During two weeks of Github crawling between 22 December 2015 and 7 January 2016 we managed to discover that only \(26\,\%\) of the users we processed (approximatively 3 million Github users) had public SSH-RSA keys configured. 1 key was 512-bit length and only 12 keys were 16384-bit length. \(0.51\,\%\) were 1024-bit length,

Table 2. Results of Github scanned keys

The single 512-bit RSA key discovered through Github crawling was ran against our set of databases and was found to be broken. For the other lengths, by comparing keys between them, no vulnerability was found. It is needed now a smarter method to compare the 1024 and 2048 bit lengths with databases available.

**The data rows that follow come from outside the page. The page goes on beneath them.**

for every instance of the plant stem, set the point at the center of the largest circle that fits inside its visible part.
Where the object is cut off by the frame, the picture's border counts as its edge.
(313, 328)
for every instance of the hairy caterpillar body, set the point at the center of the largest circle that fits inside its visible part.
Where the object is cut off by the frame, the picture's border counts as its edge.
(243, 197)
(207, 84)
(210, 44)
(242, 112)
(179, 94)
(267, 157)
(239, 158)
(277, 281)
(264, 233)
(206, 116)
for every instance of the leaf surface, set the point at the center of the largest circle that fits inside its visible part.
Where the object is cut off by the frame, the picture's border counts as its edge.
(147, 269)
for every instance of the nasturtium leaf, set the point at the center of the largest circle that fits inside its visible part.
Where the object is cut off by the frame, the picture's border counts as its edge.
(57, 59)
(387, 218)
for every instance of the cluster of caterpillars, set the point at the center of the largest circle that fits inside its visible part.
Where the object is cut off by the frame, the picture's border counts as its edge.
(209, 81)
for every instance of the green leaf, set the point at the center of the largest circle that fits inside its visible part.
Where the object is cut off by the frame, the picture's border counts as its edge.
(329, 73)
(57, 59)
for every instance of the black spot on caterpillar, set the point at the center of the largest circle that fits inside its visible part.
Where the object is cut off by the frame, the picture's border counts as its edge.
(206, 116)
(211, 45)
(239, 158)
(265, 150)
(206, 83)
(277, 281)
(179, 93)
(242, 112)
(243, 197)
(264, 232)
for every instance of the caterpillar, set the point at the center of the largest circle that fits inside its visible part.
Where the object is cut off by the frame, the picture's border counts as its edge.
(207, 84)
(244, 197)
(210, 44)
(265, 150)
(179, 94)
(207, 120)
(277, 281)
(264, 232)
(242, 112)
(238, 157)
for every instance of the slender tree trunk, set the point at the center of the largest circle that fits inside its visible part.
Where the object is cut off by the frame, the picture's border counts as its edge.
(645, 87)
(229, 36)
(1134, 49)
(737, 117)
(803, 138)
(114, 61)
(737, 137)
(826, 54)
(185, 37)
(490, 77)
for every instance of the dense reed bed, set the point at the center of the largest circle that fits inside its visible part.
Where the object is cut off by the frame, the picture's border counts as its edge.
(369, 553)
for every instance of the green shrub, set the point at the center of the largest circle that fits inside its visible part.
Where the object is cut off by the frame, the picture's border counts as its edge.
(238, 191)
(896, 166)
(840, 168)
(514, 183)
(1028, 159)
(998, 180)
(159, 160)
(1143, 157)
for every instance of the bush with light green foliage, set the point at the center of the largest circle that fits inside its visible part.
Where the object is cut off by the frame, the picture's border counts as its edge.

Regarding Estonia LDAP with RSA IDs a big limitation was the restrictions on the number of queries. Thus we were not able to extract a relevant number of keys to find vulnerabilities.

Overall, the generated public keys for ransomware virus from [4] seemed to be secure due to their length (2048-bit). Comparing the keys between them, the entropy did not raise any concern, as no vulnerability was discovered by any of our GCD approaches.

5 Conclusion and Further Work

The results and facts presented in this paper should discourage the use of RSA keys having lengths less or equal to 1024 bits and force readers to use at least 2048-bit long keys, pay more attention to random number generators in their system (if they used Debian or derivates in 2008–2009 to generate RSA keys, they should re-generate a new pair and revocate the keys that might be compromised). Multiple online tools such as the ones by [10] have been developed for fast, local sanity checks, of freshly-generated RSA keys, but this is not enough. Users should be aware that, when using RSA, there is always a hacker with enough computing power and patience crawling for public keys and searching for vulnerabilities.